How do you see this US market decline in overvalued stock affecting non-US markets? Shanghai and Hong Kong in particular look on the verge of returning to a much more bullish mode even as the US feels toppy.
More burritos for our diet?
Great question. Was thinking the same.
I think it will affect the Dow and S&P similar to 2000: not too much.
Fly
As companies like AAPL have more cash than ever, do you see more buyouts happening than before?
Also, what is your take on companies related to Food sector. Right from fertilizers to the brands?
What is the source of this large deposit of personal money? Not that it’s any of my business, just curious. Where has this money been sitting? Why isn’t it working already?
Budh
A few years ago I took out a lot of money from my accounts to better focus on managed money. I talked about it then. I am now going to place that money, and more, back into the markets.

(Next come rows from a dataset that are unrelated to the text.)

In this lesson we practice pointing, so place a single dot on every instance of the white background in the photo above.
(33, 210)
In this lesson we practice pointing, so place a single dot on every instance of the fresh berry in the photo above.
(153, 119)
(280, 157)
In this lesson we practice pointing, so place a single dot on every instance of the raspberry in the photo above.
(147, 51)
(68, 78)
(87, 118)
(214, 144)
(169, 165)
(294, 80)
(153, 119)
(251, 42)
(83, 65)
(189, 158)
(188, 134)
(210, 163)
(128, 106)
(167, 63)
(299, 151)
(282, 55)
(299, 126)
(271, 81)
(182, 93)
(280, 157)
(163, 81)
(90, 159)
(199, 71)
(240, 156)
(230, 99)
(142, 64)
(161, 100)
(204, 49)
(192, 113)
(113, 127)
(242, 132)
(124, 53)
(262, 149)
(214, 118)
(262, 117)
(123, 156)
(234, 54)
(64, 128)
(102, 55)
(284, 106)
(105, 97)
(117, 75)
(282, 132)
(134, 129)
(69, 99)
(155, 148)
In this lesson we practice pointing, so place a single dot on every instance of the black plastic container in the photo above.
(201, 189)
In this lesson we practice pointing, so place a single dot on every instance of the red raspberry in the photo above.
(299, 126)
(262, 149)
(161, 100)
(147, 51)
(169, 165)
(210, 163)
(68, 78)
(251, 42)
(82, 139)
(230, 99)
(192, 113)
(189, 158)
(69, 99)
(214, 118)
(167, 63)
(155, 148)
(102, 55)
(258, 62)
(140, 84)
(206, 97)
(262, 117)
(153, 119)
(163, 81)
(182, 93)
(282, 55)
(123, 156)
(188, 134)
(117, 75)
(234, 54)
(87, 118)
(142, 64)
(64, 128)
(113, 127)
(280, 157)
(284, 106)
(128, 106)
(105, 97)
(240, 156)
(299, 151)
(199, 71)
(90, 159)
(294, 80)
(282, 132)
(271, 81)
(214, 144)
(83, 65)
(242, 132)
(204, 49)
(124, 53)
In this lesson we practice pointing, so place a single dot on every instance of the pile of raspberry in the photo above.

Sounds like this time is different.
Be careful shorting the market. The largest economy, according to IMF, is going to start a bull market. When China is pulling ahead with its market rising on a daily basis. What will that do to S&P?
fly keep us updated wit dis
u gonna be using ppt signals like last time or strictly picking up random hand grenades?
I got some TZA for the giggles, and COH puts, because F COH, hope it drops 20%, mainly because I have puts.
Merci, Le Fly. (No homo)
somebody is talking out of both sides of his mouth
http://blogs.marketwatch.com/thetell/2014/07/27/this-stock-bubble-is-beyond-1929-and-2007-says-john-hussman/?mod=sfmw
http://www.hussmanfunds.com/wmc/wmc140728.htm
Astute, reasonable observation, especially how the collapse of the SoLoMo (or whatever) stocks will present a huge buying opportunity. These stocks get the press, but unlike 2000 make up a tiny fraction of overall market cap. What do you plan to buy?